Сопение, кряхтенье, тяжелое дыхание, обмен ударами и обмен впечатлениями от ударов. Но время идет, и Чик чувствует, как тяжело наливаются руки и тело, как они слабеют с какой-то непонятной быстротой, как все трудней и трудней дышать. «Неужели, — думает Чик, чувствуя, что начинает теряться, — неужели только я так устал? И почему у меня дыхание кончается, как же моя широкая грудь?»
И вдруг Бочо хватается за лоб и мгновенно выходит из круга, образованного прибежавшими ребятами. Чик ничего не понимает, у него перед глазами все покачивается, но он чувствует, что случилось что-то радостное, неожиданное.
Бочо некоторое время стоит, пригнувшись, и ладонью щупает лоб.
— Фонарь? — вдруг спрашивает он, опустив руку и удивленно оглядывая всех.

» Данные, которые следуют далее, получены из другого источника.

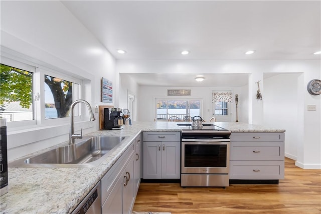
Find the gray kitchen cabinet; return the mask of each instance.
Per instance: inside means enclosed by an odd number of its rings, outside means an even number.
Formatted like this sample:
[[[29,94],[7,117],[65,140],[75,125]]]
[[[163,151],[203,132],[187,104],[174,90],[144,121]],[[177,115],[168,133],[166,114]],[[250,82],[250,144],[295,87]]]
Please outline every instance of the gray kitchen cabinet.
[[[140,139],[133,141],[101,179],[103,214],[131,213],[140,183],[140,164],[136,160]]]
[[[143,133],[143,178],[180,179],[180,132]]]
[[[141,138],[140,135],[137,137],[135,140],[135,164],[134,165],[134,193],[135,195],[137,194],[137,192],[138,191],[138,188],[139,187],[139,184],[140,184],[140,178],[141,177]]]
[[[284,133],[232,133],[230,179],[284,177]]]

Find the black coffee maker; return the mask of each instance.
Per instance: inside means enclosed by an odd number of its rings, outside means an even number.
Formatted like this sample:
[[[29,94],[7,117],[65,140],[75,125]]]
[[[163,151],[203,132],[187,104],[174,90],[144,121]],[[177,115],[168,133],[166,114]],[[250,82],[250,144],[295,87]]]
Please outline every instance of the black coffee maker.
[[[123,120],[120,108],[106,108],[104,109],[105,129],[121,129]]]

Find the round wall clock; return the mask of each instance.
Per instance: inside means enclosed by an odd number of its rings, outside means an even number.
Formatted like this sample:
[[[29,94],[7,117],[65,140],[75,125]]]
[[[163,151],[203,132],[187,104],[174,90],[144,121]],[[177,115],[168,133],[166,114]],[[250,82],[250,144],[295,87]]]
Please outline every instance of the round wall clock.
[[[315,79],[307,84],[307,91],[312,95],[321,94],[321,80]]]

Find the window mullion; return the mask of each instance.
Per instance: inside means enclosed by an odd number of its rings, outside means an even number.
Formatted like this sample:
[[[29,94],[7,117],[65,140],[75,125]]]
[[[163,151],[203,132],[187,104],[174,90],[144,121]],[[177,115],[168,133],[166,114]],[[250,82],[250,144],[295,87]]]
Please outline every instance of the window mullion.
[[[39,93],[39,99],[36,100],[34,99],[35,103],[35,118],[37,124],[43,124],[45,122],[45,108],[42,107],[45,106],[45,90],[44,82],[45,78],[44,71],[39,68],[37,68],[35,73],[35,94]]]

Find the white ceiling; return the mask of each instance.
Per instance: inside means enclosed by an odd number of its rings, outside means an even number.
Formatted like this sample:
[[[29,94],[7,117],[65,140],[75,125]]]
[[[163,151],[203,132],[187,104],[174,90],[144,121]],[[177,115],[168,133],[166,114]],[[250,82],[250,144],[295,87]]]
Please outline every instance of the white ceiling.
[[[320,59],[320,1],[62,2],[117,60]]]

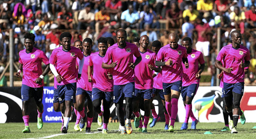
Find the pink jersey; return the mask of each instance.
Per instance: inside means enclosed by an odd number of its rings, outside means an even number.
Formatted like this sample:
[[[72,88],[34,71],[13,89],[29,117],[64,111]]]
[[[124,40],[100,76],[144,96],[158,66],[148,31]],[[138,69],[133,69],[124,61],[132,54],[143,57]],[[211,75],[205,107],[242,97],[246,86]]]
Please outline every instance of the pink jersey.
[[[223,60],[223,67],[226,68],[233,68],[230,73],[224,72],[224,82],[236,84],[244,82],[244,68],[240,66],[240,63],[241,60],[244,62],[244,61],[250,60],[248,49],[241,45],[239,48],[235,49],[230,44],[222,48],[216,59],[220,62]]]
[[[180,45],[178,45],[176,49],[171,48],[170,44],[160,48],[156,56],[156,61],[166,62],[170,59],[172,60],[172,66],[162,66],[163,82],[172,83],[182,80],[183,74],[182,59],[187,56],[186,48]]]
[[[80,51],[81,52],[81,51]],[[76,88],[81,88],[85,90],[92,91],[92,83],[88,81],[88,66],[89,66],[90,56],[84,56],[84,66],[82,67],[82,74],[81,78],[78,78],[78,82],[76,82]],[[79,64],[79,59],[76,58],[76,64]]]
[[[71,46],[71,49],[66,52],[60,46],[52,51],[49,62],[55,64],[56,70],[64,79],[60,83],[56,84],[64,85],[70,83],[76,82],[78,72],[76,68],[76,58],[82,59],[81,50]]]
[[[48,59],[46,54],[44,52],[34,48],[30,53],[26,53],[26,49],[22,50],[19,55],[18,62],[22,64],[22,84],[34,88],[44,86],[44,80],[42,80],[42,84],[34,82],[42,73],[42,62],[45,64],[49,64]]]
[[[200,80],[196,77],[199,68],[198,64],[202,64],[204,63],[202,52],[194,49],[192,49],[190,53],[188,54],[188,60],[190,66],[188,68],[186,68],[185,64],[182,63],[183,68],[182,86],[199,84]]]
[[[114,80],[109,79],[107,74],[108,73],[112,74],[113,69],[104,69],[102,68],[104,57],[100,56],[98,52],[90,54],[90,66],[94,66],[92,88],[97,88],[103,92],[112,92]]]
[[[136,58],[140,56],[137,46],[128,42],[124,48],[120,48],[115,44],[108,49],[103,62],[118,62],[113,70],[114,85],[123,85],[135,81],[134,70],[129,67],[128,64],[134,62],[134,55]]]
[[[158,73],[156,76],[153,78],[154,83],[153,88],[158,89],[162,90],[162,71]]]
[[[154,70],[150,70],[148,64],[152,64],[156,66],[154,62],[156,54],[150,50],[145,52],[140,52],[142,61],[135,67],[135,88],[138,90],[148,90],[153,88]],[[134,62],[135,58],[134,58]]]

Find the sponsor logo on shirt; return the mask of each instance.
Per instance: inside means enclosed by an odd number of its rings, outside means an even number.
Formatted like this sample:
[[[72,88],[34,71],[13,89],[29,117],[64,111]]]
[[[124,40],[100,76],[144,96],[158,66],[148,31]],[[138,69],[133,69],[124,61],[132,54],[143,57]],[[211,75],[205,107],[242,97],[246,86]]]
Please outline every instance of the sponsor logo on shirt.
[[[31,54],[31,56],[30,56],[30,58],[34,58],[34,57],[35,57],[36,55],[34,54]]]
[[[145,58],[146,58],[147,60],[148,60],[150,58],[150,55],[146,55],[146,56],[145,57]]]
[[[128,48],[126,49],[126,52],[130,52],[131,50],[130,50],[130,48]]]
[[[74,56],[75,56],[75,54],[74,54],[74,52],[71,52],[70,54],[70,56],[72,56],[72,57],[74,57]]]
[[[240,50],[239,51],[239,54],[242,56],[242,55],[244,55],[244,52],[242,51],[242,50]]]

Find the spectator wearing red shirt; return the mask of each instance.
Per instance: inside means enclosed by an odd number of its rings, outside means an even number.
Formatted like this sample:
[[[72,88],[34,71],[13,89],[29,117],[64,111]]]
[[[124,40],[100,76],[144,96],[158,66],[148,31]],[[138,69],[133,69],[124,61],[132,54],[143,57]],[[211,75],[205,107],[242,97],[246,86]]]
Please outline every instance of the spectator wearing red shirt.
[[[256,28],[256,11],[254,5],[250,6],[250,10],[246,12],[246,22],[244,26],[246,28]]]
[[[65,6],[62,8],[62,12],[58,13],[58,24],[60,29],[72,29],[72,14],[66,11]]]

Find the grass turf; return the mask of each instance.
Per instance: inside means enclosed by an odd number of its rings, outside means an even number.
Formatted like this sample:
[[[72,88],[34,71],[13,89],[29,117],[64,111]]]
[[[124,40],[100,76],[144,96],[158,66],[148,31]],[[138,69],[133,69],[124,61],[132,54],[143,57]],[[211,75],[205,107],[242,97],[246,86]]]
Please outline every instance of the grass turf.
[[[224,126],[224,123],[200,123],[197,124],[196,130],[190,130],[191,123],[188,124],[188,128],[186,130],[180,130],[182,123],[176,122],[174,132],[168,132],[164,130],[164,122],[158,122],[154,128],[148,128],[148,133],[138,132],[138,128],[134,128],[130,134],[120,135],[118,132],[118,123],[110,123],[108,126],[108,134],[102,134],[98,132],[98,128],[96,122],[92,123],[91,130],[93,133],[86,134],[82,132],[75,132],[74,130],[74,122],[70,122],[68,134],[54,136],[54,138],[256,138],[256,129],[252,128],[256,126],[256,123],[246,123],[244,125],[240,123],[238,124],[237,134],[232,134],[230,132],[221,132]],[[0,124],[0,138],[43,138],[56,134],[61,134],[61,123],[44,123],[42,130],[38,130],[36,123],[30,123],[31,133],[22,133],[24,129],[24,123],[10,122]],[[134,128],[134,123],[132,123]],[[206,132],[210,132],[212,134],[204,134]]]

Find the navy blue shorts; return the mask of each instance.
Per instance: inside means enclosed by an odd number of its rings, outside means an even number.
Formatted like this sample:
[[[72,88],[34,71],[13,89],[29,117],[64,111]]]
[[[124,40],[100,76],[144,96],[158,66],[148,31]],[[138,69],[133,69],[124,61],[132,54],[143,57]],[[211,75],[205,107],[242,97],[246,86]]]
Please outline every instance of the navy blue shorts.
[[[183,101],[186,100],[186,96],[188,96],[193,98],[196,94],[199,84],[192,84],[188,86],[182,87],[182,96]]]
[[[58,90],[54,88],[54,104],[58,103]]]
[[[106,99],[106,101],[111,102],[113,100],[113,92],[103,92],[97,88],[92,88],[92,101],[97,99]]]
[[[64,85],[57,85],[57,90],[58,92],[58,97],[60,104],[64,101],[74,102],[76,88],[76,82],[70,83]],[[75,100],[74,100],[75,101]]]
[[[238,82],[236,84],[228,84],[224,82],[222,96],[226,97],[232,95],[232,92],[244,95],[244,82]]]
[[[164,100],[164,90],[158,90],[155,88],[153,88],[153,92],[152,92],[152,94],[154,94],[156,96],[158,96],[158,94],[159,94],[160,98],[162,100]]]
[[[140,97],[144,99],[151,100],[152,98],[152,89],[139,90],[135,88],[135,93],[132,94],[134,98],[136,100],[140,100]]]
[[[124,98],[132,98],[132,94],[134,94],[134,82],[129,82],[123,85],[114,85],[113,102],[122,102]]]
[[[90,90],[86,90],[81,88],[76,88],[76,96],[80,94],[84,94],[86,96],[86,98],[92,100],[92,92]]]
[[[42,102],[44,92],[43,87],[34,88],[25,84],[22,84],[21,92],[22,102],[28,100],[31,98],[33,98],[36,102]]]
[[[182,82],[181,80],[172,83],[162,82],[164,94],[168,94],[170,93],[170,90],[174,90],[178,92],[181,92],[182,86]]]

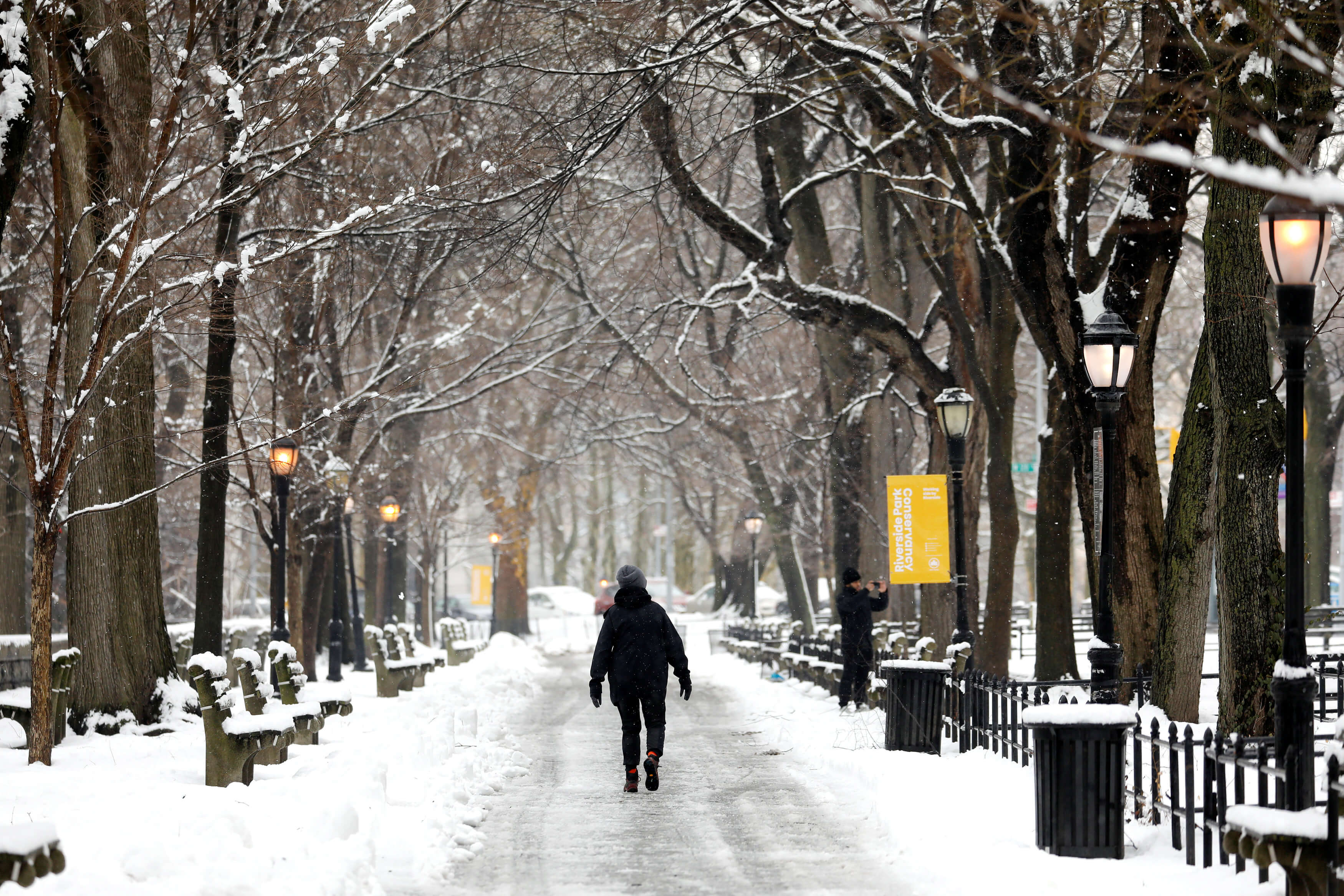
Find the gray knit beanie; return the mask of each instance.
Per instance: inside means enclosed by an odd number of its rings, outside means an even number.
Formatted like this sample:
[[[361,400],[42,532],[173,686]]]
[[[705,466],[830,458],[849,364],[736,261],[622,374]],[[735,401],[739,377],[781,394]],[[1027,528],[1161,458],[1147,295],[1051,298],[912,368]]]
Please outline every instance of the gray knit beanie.
[[[624,567],[616,571],[616,583],[622,588],[645,588],[648,587],[648,580],[644,578],[644,572],[637,566],[630,566],[626,563]]]

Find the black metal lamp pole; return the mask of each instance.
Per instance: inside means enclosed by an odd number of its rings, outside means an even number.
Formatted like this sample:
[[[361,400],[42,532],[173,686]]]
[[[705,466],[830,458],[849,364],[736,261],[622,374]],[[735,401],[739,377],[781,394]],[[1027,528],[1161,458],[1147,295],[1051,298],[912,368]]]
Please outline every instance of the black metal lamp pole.
[[[942,424],[943,435],[948,437],[948,466],[952,470],[952,520],[953,540],[957,549],[957,630],[952,635],[953,643],[970,645],[970,654],[966,657],[966,668],[972,668],[976,650],[976,633],[970,627],[970,614],[966,610],[966,517],[962,504],[962,485],[966,467],[966,433],[970,431],[970,406],[974,402],[970,395],[961,388],[943,390],[934,404],[938,408],[938,423]]]
[[[392,576],[392,560],[396,556],[396,520],[402,514],[402,505],[392,496],[387,496],[378,502],[378,514],[387,524],[387,559],[383,563],[383,625],[388,625],[396,619],[396,613],[392,610],[392,588],[396,587],[396,579]]]
[[[280,438],[270,443],[270,473],[276,482],[276,553],[274,563],[280,572],[271,572],[270,618],[271,641],[289,641],[289,629],[285,626],[285,524],[289,519],[289,477],[298,465],[298,442],[292,438]],[[276,669],[270,670],[271,685],[276,684]]]
[[[289,477],[276,476],[274,478],[276,501],[278,504],[276,512],[276,564],[280,566],[280,575],[271,576],[271,580],[276,583],[276,595],[271,598],[271,603],[276,606],[270,613],[270,639],[289,641],[289,629],[285,626],[285,520],[289,516]]]
[[[1095,453],[1093,454],[1093,516],[1095,519],[1098,513],[1101,514],[1101,537],[1097,541],[1101,556],[1097,574],[1095,635],[1103,646],[1089,649],[1087,662],[1091,664],[1091,701],[1116,703],[1120,696],[1120,670],[1125,661],[1124,649],[1116,643],[1116,615],[1111,607],[1111,572],[1116,564],[1111,547],[1116,414],[1120,411],[1120,400],[1125,396],[1125,384],[1129,383],[1129,372],[1134,365],[1138,337],[1120,314],[1102,312],[1083,330],[1082,344],[1083,365],[1087,368],[1093,398],[1101,414],[1099,470],[1095,466],[1098,458]]]
[[[364,617],[359,611],[359,579],[355,578],[355,536],[351,533],[351,516],[355,510],[352,498],[345,498],[345,562],[349,564],[349,611],[355,630],[351,633],[355,642],[355,672],[366,672],[364,664]]]
[[[755,584],[759,578],[755,568],[755,539],[761,535],[761,527],[765,525],[765,517],[761,516],[759,510],[753,510],[751,513],[747,513],[742,525],[746,527],[747,533],[751,536],[751,604],[747,607],[747,617],[754,619],[757,614]]]
[[[500,533],[491,532],[491,635],[500,630],[500,609],[495,600],[495,580],[500,578]]]
[[[1285,809],[1314,805],[1314,742],[1312,697],[1316,676],[1306,657],[1305,501],[1302,473],[1302,387],[1306,380],[1306,344],[1312,340],[1316,277],[1331,244],[1331,214],[1310,203],[1275,196],[1259,216],[1261,243],[1274,300],[1278,339],[1284,344],[1288,386],[1288,446],[1285,458],[1284,536],[1284,654],[1274,666],[1274,758],[1286,767]]]
[[[340,531],[340,517],[341,505],[336,504],[336,537],[332,545],[332,564],[335,575],[332,576],[332,621],[327,626],[328,646],[327,646],[327,680],[340,681],[340,664],[343,660],[341,653],[345,647],[344,631],[345,623],[341,622],[341,617],[345,615],[345,556],[341,541]]]

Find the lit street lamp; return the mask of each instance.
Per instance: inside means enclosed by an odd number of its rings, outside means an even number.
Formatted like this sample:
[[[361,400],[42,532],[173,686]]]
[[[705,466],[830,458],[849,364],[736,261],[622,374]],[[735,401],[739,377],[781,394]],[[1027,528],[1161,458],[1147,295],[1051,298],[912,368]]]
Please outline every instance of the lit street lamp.
[[[1120,692],[1120,668],[1125,652],[1116,643],[1116,617],[1111,611],[1111,567],[1116,556],[1111,549],[1110,533],[1114,508],[1111,508],[1111,484],[1116,478],[1116,414],[1120,399],[1125,396],[1125,384],[1134,367],[1134,349],[1138,337],[1125,325],[1116,312],[1102,314],[1083,330],[1083,365],[1091,380],[1093,398],[1101,414],[1101,445],[1093,433],[1093,520],[1101,520],[1101,537],[1097,541],[1098,563],[1097,582],[1097,639],[1106,646],[1087,650],[1091,664],[1091,701],[1116,703]],[[1098,469],[1097,453],[1101,453]]]
[[[327,627],[328,646],[327,646],[327,680],[340,681],[340,664],[341,664],[341,650],[344,649],[344,623],[341,622],[341,615],[345,613],[345,557],[341,544],[341,510],[344,509],[344,501],[341,496],[349,490],[349,465],[341,458],[332,458],[331,463],[327,465],[327,488],[332,490],[332,496],[336,500],[336,539],[332,545],[332,566],[335,575],[332,575],[332,621]]]
[[[298,465],[298,442],[292,438],[280,438],[270,443],[270,473],[276,482],[276,549],[274,563],[278,568],[271,572],[270,618],[271,641],[289,641],[289,629],[285,627],[285,521],[289,517],[289,477],[294,474]],[[271,678],[276,670],[270,672]],[[273,682],[274,684],[274,682]]]
[[[495,603],[495,579],[500,575],[500,533],[491,532],[491,635],[499,631],[499,606]]]
[[[948,466],[952,469],[952,517],[953,537],[957,543],[957,630],[952,635],[953,643],[970,645],[970,656],[966,657],[966,668],[976,650],[976,633],[970,627],[970,615],[966,611],[966,527],[962,510],[962,470],[966,466],[966,434],[970,431],[970,406],[976,399],[970,398],[966,390],[952,387],[943,390],[933,400],[938,408],[938,424],[948,438]]]
[[[761,527],[765,524],[765,517],[761,516],[759,510],[753,510],[747,513],[742,525],[746,528],[747,533],[751,536],[751,606],[747,607],[747,615],[755,617],[755,583],[759,575],[755,568],[755,536],[761,535]]]
[[[1301,199],[1275,196],[1259,216],[1261,249],[1274,281],[1278,305],[1278,339],[1284,344],[1284,379],[1288,383],[1288,446],[1284,476],[1284,654],[1274,669],[1274,756],[1286,767],[1285,809],[1314,805],[1314,743],[1312,697],[1316,676],[1306,658],[1305,506],[1302,489],[1302,386],[1306,379],[1306,344],[1312,340],[1316,278],[1331,251],[1331,214]],[[1289,762],[1289,751],[1294,760]]]
[[[392,613],[392,588],[396,587],[392,579],[392,557],[396,553],[396,520],[402,514],[402,505],[396,502],[396,498],[387,496],[378,502],[378,516],[383,517],[383,523],[387,524],[387,563],[383,570],[383,623],[388,623],[396,618]]]
[[[368,669],[364,665],[364,617],[359,613],[359,580],[355,578],[355,536],[351,535],[351,517],[355,514],[355,498],[345,496],[345,562],[349,564],[349,615],[355,630],[355,672]]]

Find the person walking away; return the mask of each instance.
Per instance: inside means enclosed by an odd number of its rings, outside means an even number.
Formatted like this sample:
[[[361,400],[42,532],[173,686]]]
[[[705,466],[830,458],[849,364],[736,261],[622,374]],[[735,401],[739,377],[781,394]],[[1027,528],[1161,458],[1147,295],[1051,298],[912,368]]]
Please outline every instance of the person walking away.
[[[872,669],[872,614],[887,609],[890,595],[886,582],[870,582],[860,588],[859,571],[849,567],[840,576],[844,587],[836,598],[840,611],[840,653],[844,672],[840,674],[840,711],[844,712],[853,696],[855,709],[868,705],[868,670]]]
[[[668,666],[681,684],[681,699],[691,699],[691,669],[681,635],[667,611],[653,603],[648,582],[638,567],[616,571],[616,603],[602,614],[602,631],[593,650],[589,695],[602,705],[602,678],[610,677],[612,703],[621,713],[621,758],[625,763],[625,793],[640,790],[640,709],[649,729],[644,771],[645,786],[659,789],[659,763],[667,733]],[[886,606],[886,604],[883,604]]]

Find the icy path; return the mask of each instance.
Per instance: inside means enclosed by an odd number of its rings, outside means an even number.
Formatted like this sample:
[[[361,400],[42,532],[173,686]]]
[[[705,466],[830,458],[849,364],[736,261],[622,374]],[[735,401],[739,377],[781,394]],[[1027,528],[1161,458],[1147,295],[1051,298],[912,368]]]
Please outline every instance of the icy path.
[[[620,721],[610,700],[589,703],[589,657],[552,662],[534,715],[509,721],[531,775],[496,798],[487,849],[449,893],[907,892],[871,799],[808,787],[765,755],[732,692],[702,676],[689,703],[669,700],[663,787],[641,775],[624,794]]]

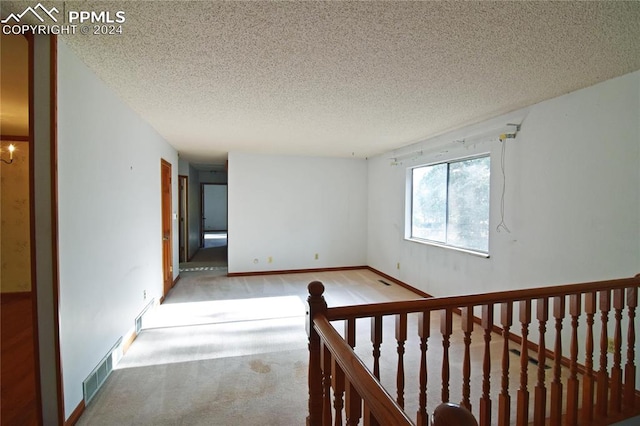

— Фонарь! — подтверждает тот, что назвал Нику москвичкой, и переводит взгляд на Чика, словно только сейчас заметив какие-то интересные подробности в его облике, которых он раньше не замечал.
Чик смотрит на Бочо. Все смотрят на Бочо. У Бочо над глазом появилась огромная шишка.
— Фонарь? — спрашивает Бочо и оглядывает друзей с какой-то трогательной надеждой, что они его разуверят в этом.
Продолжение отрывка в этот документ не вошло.